Harry Potter and the Infinite Sadness
Or, why watching movies about teenage wizards depresses the hell out of me.
I possess many embarrassing qualities, as I suspect is true of all of us, but most pertinent to this here newsletter is the fact that watching the Harry Potter movies makes me deeply, ridiculously sad. Not because the films themselves are especially depressing — though, beginning with Goblet of Fire, they kind of are — but rather because, as a friend so eloquently put it once, “magic isn’t fucking real.” I know this, you know this, and the world keeps spinning just fine despite it, but every time I revisit these silly movies I can’t help but wish it were.
And when I say sad, I don’t just mean a little bummed out. I mean the rest of my day is consumed by melancholy and I feel a sense of loss as soon as the credits begin to roll. Does this suggest I’m emotionally stunted in some way? Most likely. Do I care to reflect more deeply on the reasons why? Not particularly.
I suspect I’m not alone in this, especially as Avatar depression is a well-documented phenomenon and escapism is one of the main reasons why anybody goes to the movies in the first place. Who hasn’t emerged into the sunlight after a matinee and felt a little disappointed that the real world isn’t as magical as the one they just spent the last few hours visiting? (This is part of why I mostly see movies at night — the effect is somehow worse when it’s still bright out after the credits roll.)
Part of it is the fact that I didn’t just grow up with the books; I grew up with the three main actors. I was born in 1988, as was Rupert Grint; Daniel Radcliffe followed in ‘89, Emma Watson in 1990. What I’ve found is that to watch, say, Goblet of Fire isn’t just to wish that the world it depicts were real — it’s to wish for a kind of timelessness that allows you to return to the world you inhabited when you first saw it. Harry Potter’s trio of main characters grows up onscreen throughout these eight movies, making the series nostalgic by its very nature.
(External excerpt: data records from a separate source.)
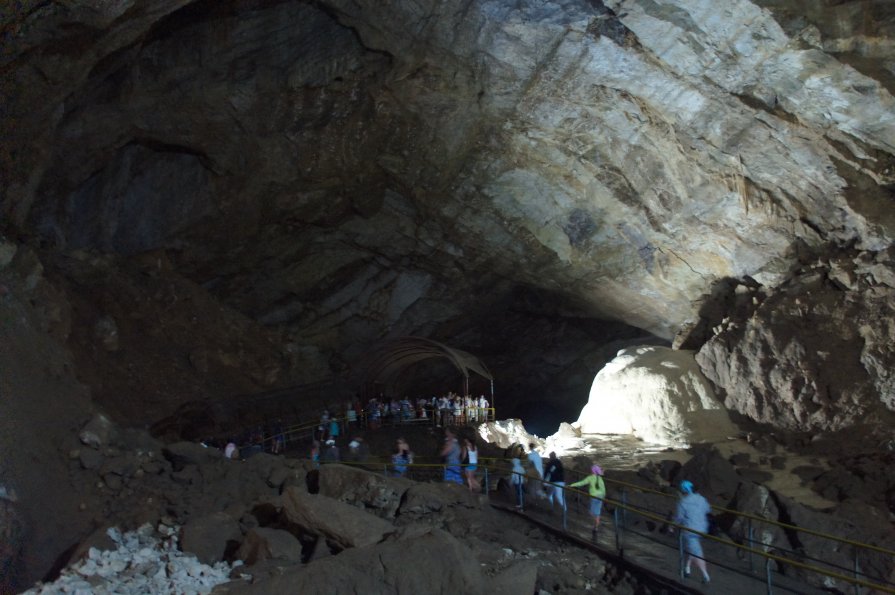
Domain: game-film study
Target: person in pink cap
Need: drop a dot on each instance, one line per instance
(597, 491)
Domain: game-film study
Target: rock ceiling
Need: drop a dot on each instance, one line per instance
(360, 169)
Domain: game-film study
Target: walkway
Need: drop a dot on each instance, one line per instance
(635, 540)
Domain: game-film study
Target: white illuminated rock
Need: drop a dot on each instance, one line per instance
(657, 394)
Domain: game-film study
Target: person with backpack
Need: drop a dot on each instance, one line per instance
(555, 475)
(692, 513)
(470, 464)
(596, 489)
(517, 480)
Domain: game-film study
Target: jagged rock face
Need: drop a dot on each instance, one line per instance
(814, 354)
(658, 395)
(353, 171)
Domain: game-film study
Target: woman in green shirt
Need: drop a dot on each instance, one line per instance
(597, 491)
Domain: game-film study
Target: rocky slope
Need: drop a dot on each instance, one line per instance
(354, 172)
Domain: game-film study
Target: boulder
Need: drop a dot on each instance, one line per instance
(807, 473)
(90, 458)
(263, 543)
(207, 537)
(340, 523)
(657, 394)
(372, 491)
(668, 469)
(740, 459)
(190, 453)
(434, 562)
(755, 475)
(756, 500)
(813, 355)
(97, 432)
(12, 537)
(425, 498)
(517, 578)
(874, 564)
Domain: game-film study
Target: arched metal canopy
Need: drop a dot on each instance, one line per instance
(389, 359)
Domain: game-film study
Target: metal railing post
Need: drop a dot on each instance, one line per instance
(625, 509)
(618, 538)
(680, 552)
(750, 537)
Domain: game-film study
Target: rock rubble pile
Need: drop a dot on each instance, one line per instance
(146, 561)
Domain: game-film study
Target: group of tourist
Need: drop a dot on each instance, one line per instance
(691, 512)
(460, 460)
(448, 409)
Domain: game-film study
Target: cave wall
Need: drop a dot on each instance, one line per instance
(346, 172)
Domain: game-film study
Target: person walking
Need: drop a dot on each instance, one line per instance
(596, 489)
(471, 460)
(555, 474)
(450, 454)
(517, 480)
(538, 463)
(692, 512)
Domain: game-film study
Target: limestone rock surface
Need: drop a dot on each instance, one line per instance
(657, 394)
(339, 523)
(813, 354)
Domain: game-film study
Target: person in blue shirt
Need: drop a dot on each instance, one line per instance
(692, 512)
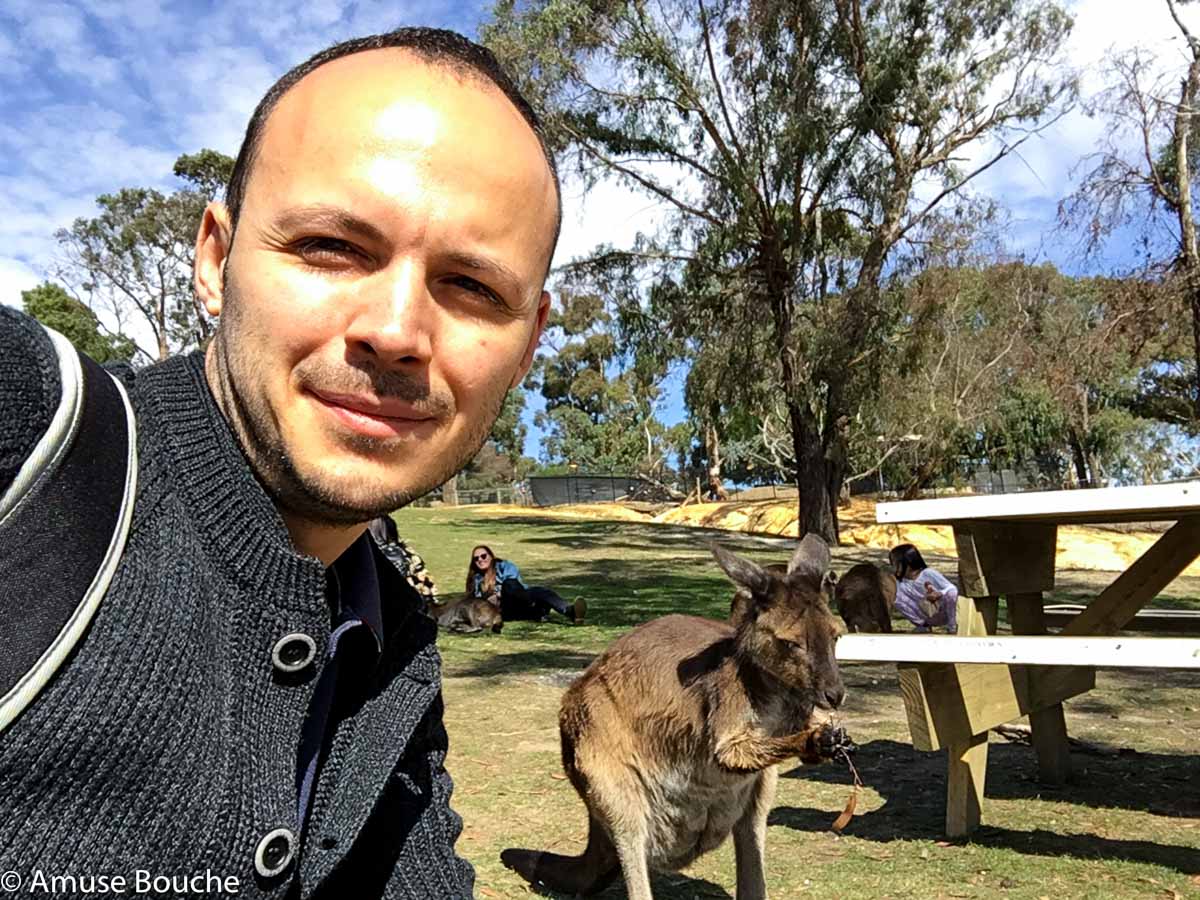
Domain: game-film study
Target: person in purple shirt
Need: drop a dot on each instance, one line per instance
(924, 595)
(499, 581)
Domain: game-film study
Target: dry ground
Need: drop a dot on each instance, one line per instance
(1129, 827)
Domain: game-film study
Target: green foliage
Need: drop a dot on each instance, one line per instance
(599, 408)
(1017, 366)
(53, 306)
(786, 139)
(135, 258)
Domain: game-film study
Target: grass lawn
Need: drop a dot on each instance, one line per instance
(1129, 827)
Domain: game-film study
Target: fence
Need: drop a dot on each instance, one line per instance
(556, 490)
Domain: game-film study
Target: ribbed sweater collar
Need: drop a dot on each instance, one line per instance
(235, 516)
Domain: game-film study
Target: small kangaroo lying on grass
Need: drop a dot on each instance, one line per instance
(469, 615)
(672, 736)
(865, 597)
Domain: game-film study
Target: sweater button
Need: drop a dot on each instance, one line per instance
(293, 652)
(274, 852)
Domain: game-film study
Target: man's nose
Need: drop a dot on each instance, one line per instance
(395, 316)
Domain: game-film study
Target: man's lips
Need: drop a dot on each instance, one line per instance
(372, 417)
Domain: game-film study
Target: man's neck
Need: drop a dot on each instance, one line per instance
(327, 543)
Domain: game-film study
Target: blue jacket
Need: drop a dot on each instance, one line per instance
(504, 570)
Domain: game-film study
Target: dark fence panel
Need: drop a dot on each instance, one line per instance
(556, 490)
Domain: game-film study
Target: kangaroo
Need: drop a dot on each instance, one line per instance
(471, 615)
(673, 735)
(864, 598)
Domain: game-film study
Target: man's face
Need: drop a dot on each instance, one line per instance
(383, 291)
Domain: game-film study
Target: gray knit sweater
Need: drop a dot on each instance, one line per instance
(167, 743)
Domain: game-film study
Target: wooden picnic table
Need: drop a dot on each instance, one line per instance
(957, 688)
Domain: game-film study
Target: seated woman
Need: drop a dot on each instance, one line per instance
(498, 581)
(924, 595)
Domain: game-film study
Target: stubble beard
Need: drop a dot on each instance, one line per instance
(313, 496)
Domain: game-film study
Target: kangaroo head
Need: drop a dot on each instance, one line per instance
(787, 629)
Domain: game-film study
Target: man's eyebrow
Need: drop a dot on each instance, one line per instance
(485, 265)
(331, 217)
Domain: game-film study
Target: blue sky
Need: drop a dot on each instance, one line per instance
(105, 95)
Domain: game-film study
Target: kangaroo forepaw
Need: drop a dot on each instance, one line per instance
(522, 862)
(829, 742)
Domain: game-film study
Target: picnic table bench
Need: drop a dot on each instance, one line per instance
(958, 687)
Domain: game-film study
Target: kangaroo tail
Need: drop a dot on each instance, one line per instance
(586, 874)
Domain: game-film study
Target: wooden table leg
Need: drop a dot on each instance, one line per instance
(1048, 725)
(967, 763)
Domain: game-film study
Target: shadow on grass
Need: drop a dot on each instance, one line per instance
(523, 661)
(913, 787)
(663, 885)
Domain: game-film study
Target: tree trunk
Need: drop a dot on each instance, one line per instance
(1079, 459)
(713, 455)
(1189, 252)
(450, 492)
(817, 513)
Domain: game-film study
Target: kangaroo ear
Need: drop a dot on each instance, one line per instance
(811, 557)
(742, 571)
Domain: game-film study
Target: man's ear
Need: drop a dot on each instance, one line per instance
(213, 245)
(534, 339)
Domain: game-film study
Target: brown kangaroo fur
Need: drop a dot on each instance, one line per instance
(864, 598)
(672, 736)
(471, 615)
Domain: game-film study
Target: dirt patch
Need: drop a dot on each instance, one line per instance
(1089, 547)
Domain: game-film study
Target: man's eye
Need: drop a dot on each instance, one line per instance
(324, 250)
(475, 287)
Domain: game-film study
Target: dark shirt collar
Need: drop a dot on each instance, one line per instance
(358, 587)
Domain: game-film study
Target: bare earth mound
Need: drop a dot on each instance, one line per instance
(1079, 547)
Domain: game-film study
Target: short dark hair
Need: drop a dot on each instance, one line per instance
(435, 46)
(906, 558)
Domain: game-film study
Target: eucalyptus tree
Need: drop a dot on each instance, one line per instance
(793, 144)
(135, 258)
(1143, 178)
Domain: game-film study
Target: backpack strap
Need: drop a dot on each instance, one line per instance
(63, 526)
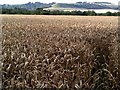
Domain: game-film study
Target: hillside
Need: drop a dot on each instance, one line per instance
(85, 5)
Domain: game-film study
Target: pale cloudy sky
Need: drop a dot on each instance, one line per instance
(58, 1)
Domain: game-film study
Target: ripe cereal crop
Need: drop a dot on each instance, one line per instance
(65, 52)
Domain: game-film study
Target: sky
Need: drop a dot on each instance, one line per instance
(49, 1)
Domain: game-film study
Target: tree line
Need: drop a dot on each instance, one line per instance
(40, 11)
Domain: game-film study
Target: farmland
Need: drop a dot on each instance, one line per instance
(60, 52)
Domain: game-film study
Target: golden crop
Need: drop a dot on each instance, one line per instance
(60, 52)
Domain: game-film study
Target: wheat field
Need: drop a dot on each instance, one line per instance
(65, 52)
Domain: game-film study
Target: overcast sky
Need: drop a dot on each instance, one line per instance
(48, 1)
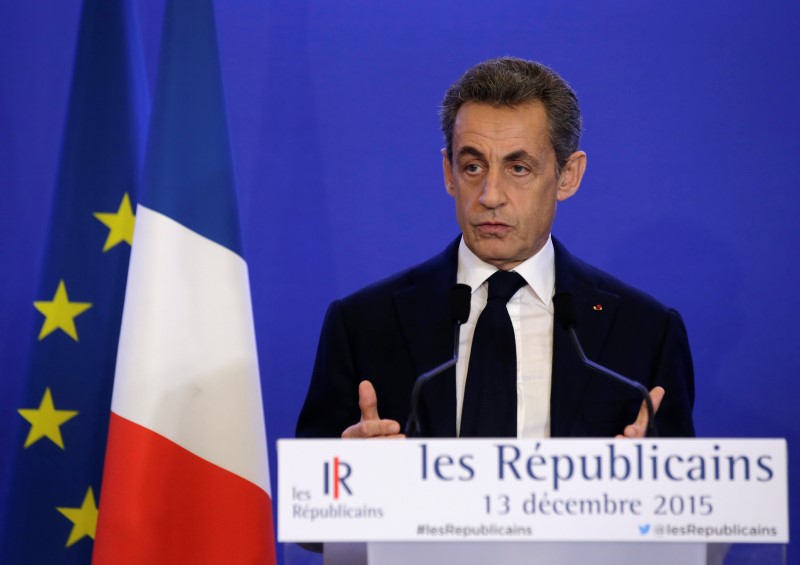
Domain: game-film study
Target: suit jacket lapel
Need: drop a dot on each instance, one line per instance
(423, 309)
(595, 311)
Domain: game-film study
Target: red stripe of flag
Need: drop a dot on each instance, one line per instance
(170, 506)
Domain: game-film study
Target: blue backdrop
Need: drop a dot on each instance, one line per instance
(691, 129)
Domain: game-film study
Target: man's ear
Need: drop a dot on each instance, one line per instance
(569, 181)
(447, 169)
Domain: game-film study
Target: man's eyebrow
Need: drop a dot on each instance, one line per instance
(469, 150)
(520, 155)
(523, 155)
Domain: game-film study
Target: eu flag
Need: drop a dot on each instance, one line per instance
(62, 417)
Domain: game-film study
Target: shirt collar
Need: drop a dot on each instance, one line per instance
(538, 271)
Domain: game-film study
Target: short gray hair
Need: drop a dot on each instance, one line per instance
(508, 81)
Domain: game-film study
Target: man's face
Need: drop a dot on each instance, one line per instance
(504, 180)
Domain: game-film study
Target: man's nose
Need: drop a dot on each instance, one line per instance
(492, 192)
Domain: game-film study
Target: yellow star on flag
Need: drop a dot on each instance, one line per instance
(60, 313)
(120, 225)
(84, 519)
(46, 420)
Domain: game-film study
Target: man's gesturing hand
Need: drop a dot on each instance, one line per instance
(371, 425)
(639, 427)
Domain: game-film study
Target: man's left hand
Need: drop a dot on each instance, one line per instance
(639, 428)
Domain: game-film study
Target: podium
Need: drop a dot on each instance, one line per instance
(535, 501)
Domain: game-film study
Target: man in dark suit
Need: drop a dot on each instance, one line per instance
(511, 130)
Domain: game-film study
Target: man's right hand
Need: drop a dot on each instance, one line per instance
(371, 425)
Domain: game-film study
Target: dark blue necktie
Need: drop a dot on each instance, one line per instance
(490, 395)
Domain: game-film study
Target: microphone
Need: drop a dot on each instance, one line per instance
(460, 297)
(565, 316)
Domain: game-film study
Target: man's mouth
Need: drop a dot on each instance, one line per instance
(493, 228)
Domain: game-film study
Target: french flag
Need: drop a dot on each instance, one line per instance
(186, 477)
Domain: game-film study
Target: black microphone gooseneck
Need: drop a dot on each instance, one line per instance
(565, 316)
(460, 296)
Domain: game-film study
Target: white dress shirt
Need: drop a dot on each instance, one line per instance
(531, 311)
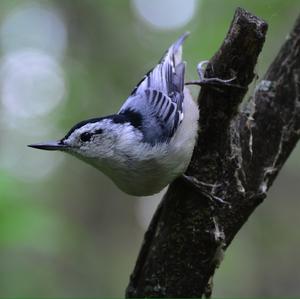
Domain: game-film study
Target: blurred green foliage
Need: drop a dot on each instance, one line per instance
(70, 232)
Which is why, despite having greatly enjoyed the books between the ages of 12 and 19, when I first read them as they were being published, I’ve been reluctant to revisit the series since Deathly Hallows concluded it in 2007. I rewatch the movies every so often, including the time I was tasked with ranking them when Fantastic Beasts and Where to Find Them was released, but long assumed that rereading the books would produce an even more acute sense of longing. Eventually my desire to to cocoon myself in my favorite fictional world became stronger than my hesitation, however, and so it came to pass that at the beginning of the year I decided to reread every book and rewatch every movie.
I was right that revisiting the books would be just as much of a bummer, but only partially. As with the movies, the first three novels don’t make me sad at all — they’re fairly lighthearted jaunts that don’t off any major characters. They’re also relatively self-contained, with each offering a degree of narrative closure that the next three don’t even attempt. That they’re so bright and happy only makes the latter half of the series’ tonal shift — and surprisingly high body count, including the goddamn owl — all the more difficult to reconcile.
Even so, revisiting all seven novels along with the corresponding adaptations dampened the effects somewhat — in the beginning because I knew I had more to look forward to whenever I finished one, and in the end because I’d spent the last two and a half months completely immersed in this world. The most acute form of Harry Potter Sadness, I’ve found, comes from watching one of the latter installments after a number of years away from the franchise and then immediately entering the real world.
The actual deaths of actors like Richard Harris, John Hurt, and especially Alan Rickman hasn’t helped, nor has J.K. Rowling’s recent emergence as what can charitably be described as a problematic fave, but the mere passage of time is HPS’ main comorbidity. I’m even more obsessed with the Lord of the Rings movies than I am with Harry Potter, for instance, but because the entire trilogy was released in the span of two years and didn’t feature anyone my age I don’t have an emotional comedown after rewatching the extended editions for the umpteenth time.
11 years passed between the time I first picked up the first book and the final movie’s end credits, meanwhile — literally half of my life up to that point. This year marks a full decade since those credits rolled for the last time, and magic still isn’t fucking real. What else is there to do but wait a few more years before getting on a broom and taking this trip again?